Richard would return to Peoria for family occasions—birthdays, funerals, graduations—but he never gave a concert there again.

I
t was just Richard’s luck to have his first hit album released by a record company at the exact moment that its assets were frozen or otherwise tied up. By the end of September,
“That Nigger’s Crazy”
had spent four weeks in the number one R&B slot, and he had some two hundred thousand dollars in unpaid royalties owed him by Stax. His mind-set at the time is suggested by the name of the corporation he founded to pry those monies from Stax’s grip: Pay Back Inc. Stax gave Richard possession of his master tapes in an attempt to settle its debt, but Richard still pressed forward with legal action, suing various Stax-related entities for ninety-five thousand dollars in remaining obligations. One day, seething at home, he pointed a gun at the framed gold record of
“That Nigger’s Crazy”
hanging on his wall, and from that point forward, the record had two holes: the one given to play it on a turntable, the other supplied by the impact of his bullet.

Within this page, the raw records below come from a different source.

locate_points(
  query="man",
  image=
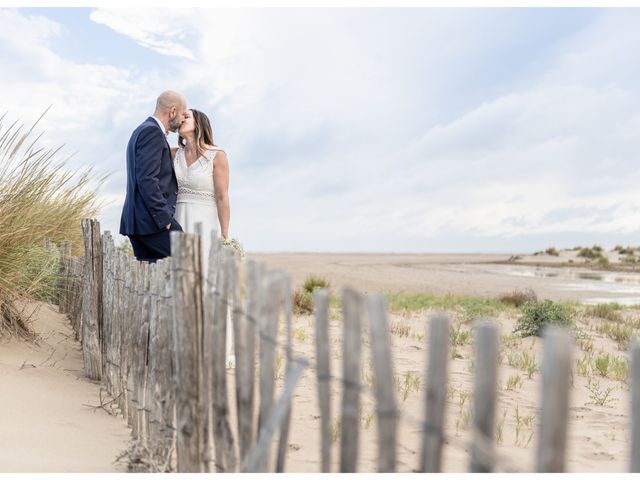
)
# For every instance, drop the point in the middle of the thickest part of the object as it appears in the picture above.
(152, 188)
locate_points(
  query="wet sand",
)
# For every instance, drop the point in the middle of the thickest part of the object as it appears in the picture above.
(483, 275)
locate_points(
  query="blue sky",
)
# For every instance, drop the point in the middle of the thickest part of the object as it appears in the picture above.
(398, 130)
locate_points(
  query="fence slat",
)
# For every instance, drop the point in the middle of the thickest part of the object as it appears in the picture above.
(64, 274)
(223, 437)
(352, 318)
(92, 300)
(323, 375)
(107, 307)
(166, 374)
(556, 370)
(486, 362)
(187, 327)
(245, 350)
(258, 457)
(271, 298)
(635, 406)
(131, 322)
(287, 298)
(386, 410)
(435, 398)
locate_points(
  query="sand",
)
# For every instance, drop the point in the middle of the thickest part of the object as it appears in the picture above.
(598, 438)
(48, 424)
(47, 427)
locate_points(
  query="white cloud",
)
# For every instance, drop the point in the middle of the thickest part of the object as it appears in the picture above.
(344, 125)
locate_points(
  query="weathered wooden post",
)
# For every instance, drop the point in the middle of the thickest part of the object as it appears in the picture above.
(352, 304)
(387, 410)
(556, 369)
(258, 457)
(187, 326)
(323, 373)
(287, 295)
(223, 437)
(92, 300)
(108, 294)
(635, 407)
(486, 361)
(435, 398)
(64, 274)
(245, 348)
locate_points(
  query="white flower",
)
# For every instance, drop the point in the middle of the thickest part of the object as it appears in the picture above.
(234, 244)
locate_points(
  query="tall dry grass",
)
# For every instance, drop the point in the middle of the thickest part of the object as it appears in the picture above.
(41, 198)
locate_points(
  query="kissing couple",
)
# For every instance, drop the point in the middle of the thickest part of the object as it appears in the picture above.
(174, 188)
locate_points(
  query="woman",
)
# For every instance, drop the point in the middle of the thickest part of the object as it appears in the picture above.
(202, 170)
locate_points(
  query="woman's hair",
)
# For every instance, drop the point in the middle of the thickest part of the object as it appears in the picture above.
(202, 132)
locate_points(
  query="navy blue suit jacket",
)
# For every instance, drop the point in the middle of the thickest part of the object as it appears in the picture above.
(152, 187)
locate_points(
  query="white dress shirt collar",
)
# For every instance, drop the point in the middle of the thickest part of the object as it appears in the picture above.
(160, 125)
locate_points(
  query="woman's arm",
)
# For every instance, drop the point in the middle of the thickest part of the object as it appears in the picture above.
(221, 187)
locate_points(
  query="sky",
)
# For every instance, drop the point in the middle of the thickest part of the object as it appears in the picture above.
(359, 129)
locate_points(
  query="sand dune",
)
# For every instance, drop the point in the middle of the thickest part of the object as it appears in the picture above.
(46, 424)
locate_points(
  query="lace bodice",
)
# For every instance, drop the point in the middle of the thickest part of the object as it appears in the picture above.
(195, 182)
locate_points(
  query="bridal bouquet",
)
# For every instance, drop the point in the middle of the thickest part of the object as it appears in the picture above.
(235, 244)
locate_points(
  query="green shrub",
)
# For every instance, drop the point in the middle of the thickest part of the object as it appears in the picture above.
(302, 302)
(41, 199)
(589, 253)
(312, 282)
(517, 298)
(537, 315)
(608, 311)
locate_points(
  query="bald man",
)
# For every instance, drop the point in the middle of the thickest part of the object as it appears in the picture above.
(152, 188)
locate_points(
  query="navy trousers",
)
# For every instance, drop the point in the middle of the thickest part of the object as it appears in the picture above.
(151, 248)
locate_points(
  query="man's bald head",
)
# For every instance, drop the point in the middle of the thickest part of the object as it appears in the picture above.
(170, 108)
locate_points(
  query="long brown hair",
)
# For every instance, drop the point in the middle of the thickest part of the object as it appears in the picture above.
(202, 132)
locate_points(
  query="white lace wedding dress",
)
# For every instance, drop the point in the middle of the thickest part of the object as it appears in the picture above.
(196, 203)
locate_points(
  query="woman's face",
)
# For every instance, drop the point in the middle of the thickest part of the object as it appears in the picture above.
(189, 124)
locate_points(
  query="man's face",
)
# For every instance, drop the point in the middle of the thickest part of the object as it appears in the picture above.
(177, 117)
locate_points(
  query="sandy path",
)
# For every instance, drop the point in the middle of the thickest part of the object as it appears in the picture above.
(45, 425)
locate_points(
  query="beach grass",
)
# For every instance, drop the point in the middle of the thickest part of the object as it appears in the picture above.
(42, 201)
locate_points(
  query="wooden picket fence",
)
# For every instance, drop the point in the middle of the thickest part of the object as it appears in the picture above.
(154, 334)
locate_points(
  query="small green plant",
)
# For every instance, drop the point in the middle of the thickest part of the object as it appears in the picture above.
(313, 281)
(607, 311)
(622, 334)
(418, 337)
(590, 253)
(619, 368)
(302, 302)
(399, 328)
(599, 395)
(537, 315)
(460, 336)
(517, 298)
(601, 363)
(411, 383)
(300, 334)
(583, 366)
(514, 382)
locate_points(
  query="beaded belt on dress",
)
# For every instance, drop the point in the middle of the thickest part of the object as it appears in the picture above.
(191, 194)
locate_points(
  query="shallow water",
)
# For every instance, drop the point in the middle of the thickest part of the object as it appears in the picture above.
(602, 287)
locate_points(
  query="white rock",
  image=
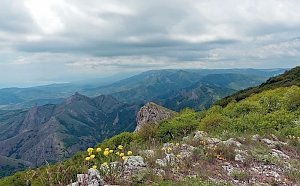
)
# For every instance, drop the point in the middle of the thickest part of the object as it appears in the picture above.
(279, 154)
(231, 141)
(134, 163)
(200, 135)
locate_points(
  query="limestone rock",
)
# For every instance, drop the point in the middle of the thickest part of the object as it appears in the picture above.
(133, 163)
(152, 113)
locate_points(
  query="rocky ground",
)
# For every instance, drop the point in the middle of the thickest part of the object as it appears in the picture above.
(252, 160)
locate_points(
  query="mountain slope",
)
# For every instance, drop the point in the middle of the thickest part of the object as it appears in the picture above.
(54, 132)
(151, 84)
(289, 78)
(253, 141)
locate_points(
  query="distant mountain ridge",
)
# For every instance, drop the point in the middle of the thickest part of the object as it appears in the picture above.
(288, 78)
(142, 87)
(54, 132)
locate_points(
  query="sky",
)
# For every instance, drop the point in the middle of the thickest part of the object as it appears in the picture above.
(52, 41)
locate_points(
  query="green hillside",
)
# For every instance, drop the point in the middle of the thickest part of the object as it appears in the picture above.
(269, 113)
(289, 78)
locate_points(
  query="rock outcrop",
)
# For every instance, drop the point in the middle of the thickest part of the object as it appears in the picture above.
(152, 113)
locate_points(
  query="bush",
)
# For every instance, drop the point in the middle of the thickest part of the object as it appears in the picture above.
(179, 126)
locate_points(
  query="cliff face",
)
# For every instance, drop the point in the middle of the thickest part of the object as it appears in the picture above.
(152, 113)
(54, 132)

Still, the breakout success of the record created a set of remarkable opportunities for Richard—among them the chance, in November,
to cohost
The
Mike Douglas Show
for a week. A few months before, he had appeared on the show as part of a panel that included Martha Mitchell, the free-talking wife of Nixon’s attorney general, and the wives of three leading U.S. senators. Mike Douglas worried that the mix of guests was “like nitro and glycerin,” but Richard and Martha surprised everyone with their rapport. One of the senators’ wives said, “We live, eat, sleep, and breathe politics,” and Martha chimed in naughtily, “Together?” That was Richard’s cue:

RICHARD
[
trying to help
]
:
She thought you were talking about an orgy.

MARTHA
: Thank you, Richard.

RICHARD
: Sure . . . You know, we’ve met before, on the first Amtrak train to Chicago.

MARTHA
: I remember that. I christened that train. You were on that train?

RICHARD
: Yaz, ma’am. I was the porter.

MARTHA
: How nice. Did you carry my bags?

RICHARD
: Oh yes’m.

MIKE DOUGLAS
: Did she give you a tip?

RICHARD
: Uh-huh. Blue Boy in the fifth.

Tickled by such repartee and aware that
“That Nigger’s Crazy”
had raised Richard’s profile considerably, Mike Douglas asked him to come back as a cohost, and gave him the latitude to choose a number of his guests. He drew from his family in Peoria (his grandmother Marie, his uncle Dickie), his teenage idols (Sammy Davis Jr., Harry Belafonte), younger, hip performers (Ben Vereen, Sly Stone, Freddie Prinze), and some fellow partisans in the battle for free speech (gadfly Gore Vidal and actor George C. Scott, fresh from a tussle with the Motion Picture Association of America Ratings Board over his latest film). And so, in the last week of November 1974,
The Mike Douglas Show
became considerably blacker and more unpredictable than usual. Effectively, Richard had been given the chance to curate his life, his world, on national TV.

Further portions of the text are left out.